Quand la recherche partenariale guide l'innovation vers un béton moins polluant

Innovation

Le laboratoire commun MC2E entre Ecocem, le CNRS et l’ENS Paris-Saclay, travaille depuis 2017 pour réduire l’impact carbone du ciment en remplaçant certains de ses composants traditionnels les plus polluants. Retour sur la genèse de la collaboration et ses premiers résultats.

Est-il possible de réinventer le béton afin de le rendre plus vert ? Responsable de 8 % des émissions de gaz à effet de serre mondiales, l’impact environnemental du béton tient majoritairement à la production de ciment qui le constitue en moyenne à hauteur de 75 %. En cause : le fameux clinker, un de ses composants, obtenu en brûlant des roches calcaires dans un four. Ce procédé a des effets environnementaux comparables à la calcination du charbon. Depuis 2017, le laboratoire commun Matériaux cimentaires éco-efficaces (MC2E) entre la société Ecocem, le CNRS et l’ENS Paris-Saclay fait le pari audacieux de repenser les ingrédients pour aboutir à un béton bas carbone. Il s’appuie pour cela sur des expertises en sciences des matériaux.

Des relations fortifiées avec le temps

 
« Quand je suis arrivé il y a dix ans pour développer l’innovation au sein d’Ecocem, nous n’avions aucune capacité de recherche. C’était donc très intéressant de pouvoir s’entourer d’un environnement universitaire dès le départ et de former des jeunes dans la perspective de les recruter », témoigne Laurent Frouin, directeur de l’innovation d’Ecocem. Dans un schéma assez classique, les différents partenaires ont collaboré pendant plusieurs années sous forme de co-encadrements de thèses et de stages avant d’opter pour la création d’un laboratoire commun. « Des résultats intéressants et applicables commençaient à émerger. Ce format a renforcé notre collaboration d’un point de vue institutionnel », rapporte Mohend Chaouche, responsable scientifique du MC2E et chercheur au Laboratoire de mécanique Paris-Saclay (LMPS, Unité CNRS/CentraleSupélec/ENS Paris-Saclay).

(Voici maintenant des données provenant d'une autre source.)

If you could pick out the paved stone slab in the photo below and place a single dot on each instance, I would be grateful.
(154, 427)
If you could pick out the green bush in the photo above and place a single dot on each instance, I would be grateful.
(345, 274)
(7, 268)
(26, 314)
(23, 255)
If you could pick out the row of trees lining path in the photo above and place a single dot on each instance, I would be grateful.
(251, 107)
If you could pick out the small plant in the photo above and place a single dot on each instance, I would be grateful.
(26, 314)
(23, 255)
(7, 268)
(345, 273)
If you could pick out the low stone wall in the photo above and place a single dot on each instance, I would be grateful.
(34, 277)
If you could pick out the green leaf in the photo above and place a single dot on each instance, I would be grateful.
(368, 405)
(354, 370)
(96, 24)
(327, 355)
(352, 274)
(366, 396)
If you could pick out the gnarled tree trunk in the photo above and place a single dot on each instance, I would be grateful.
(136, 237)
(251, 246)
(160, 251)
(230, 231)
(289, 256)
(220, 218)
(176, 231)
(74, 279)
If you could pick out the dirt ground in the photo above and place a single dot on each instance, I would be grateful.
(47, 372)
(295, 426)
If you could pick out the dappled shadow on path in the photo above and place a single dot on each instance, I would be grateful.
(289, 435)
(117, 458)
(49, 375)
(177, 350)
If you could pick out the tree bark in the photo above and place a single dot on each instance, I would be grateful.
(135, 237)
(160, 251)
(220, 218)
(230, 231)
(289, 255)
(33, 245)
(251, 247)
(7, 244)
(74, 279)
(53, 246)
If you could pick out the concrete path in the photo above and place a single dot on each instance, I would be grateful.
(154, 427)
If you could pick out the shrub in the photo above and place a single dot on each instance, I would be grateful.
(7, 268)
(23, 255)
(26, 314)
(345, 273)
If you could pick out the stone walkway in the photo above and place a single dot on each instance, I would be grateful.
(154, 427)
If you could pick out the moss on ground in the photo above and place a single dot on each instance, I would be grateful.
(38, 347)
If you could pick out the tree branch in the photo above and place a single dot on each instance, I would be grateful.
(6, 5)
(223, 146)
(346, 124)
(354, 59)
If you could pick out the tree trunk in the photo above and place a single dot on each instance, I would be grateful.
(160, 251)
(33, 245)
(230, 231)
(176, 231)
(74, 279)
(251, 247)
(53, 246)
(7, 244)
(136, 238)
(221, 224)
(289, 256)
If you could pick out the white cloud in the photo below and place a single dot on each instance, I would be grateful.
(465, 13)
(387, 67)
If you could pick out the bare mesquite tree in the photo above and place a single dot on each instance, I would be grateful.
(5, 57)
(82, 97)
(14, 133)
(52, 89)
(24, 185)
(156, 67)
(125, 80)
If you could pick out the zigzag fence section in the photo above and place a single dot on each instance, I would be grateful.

Dans ce cadre, l’industriel apporte des problématiques fondamentales aux académiques. De fait, les liants du béton doivent avoir des propriétés rhéologiques bien définies pour assurer sa stabilité. Changer certains ingrédients de la recette du ciment impose donc de trouver des matériaux de substitution adaptés, de les tester et de les optimiser. Ces va-et-vient permanents entre recherche et application cassent les codes d’innovation de l’industrie cimentière et lui apportent une nouvelle façon de faire. « Le secteur suit depuis toujours une approche essai-erreur qui ne permet pas de comprendre les propriétés des recettes qui fonctionnent ou non », décrit Laurent Frouin. « On mène en quelque sorte des enquêtes policières dont l’objectif est d’identifier la cause des problèmes pratiques selon différents matériaux et pas seulement ceux qui semblent les plus pertinents à première vue. L’idée est d’aboutir à la meilleure solution », ajoute Mohend Chaouche.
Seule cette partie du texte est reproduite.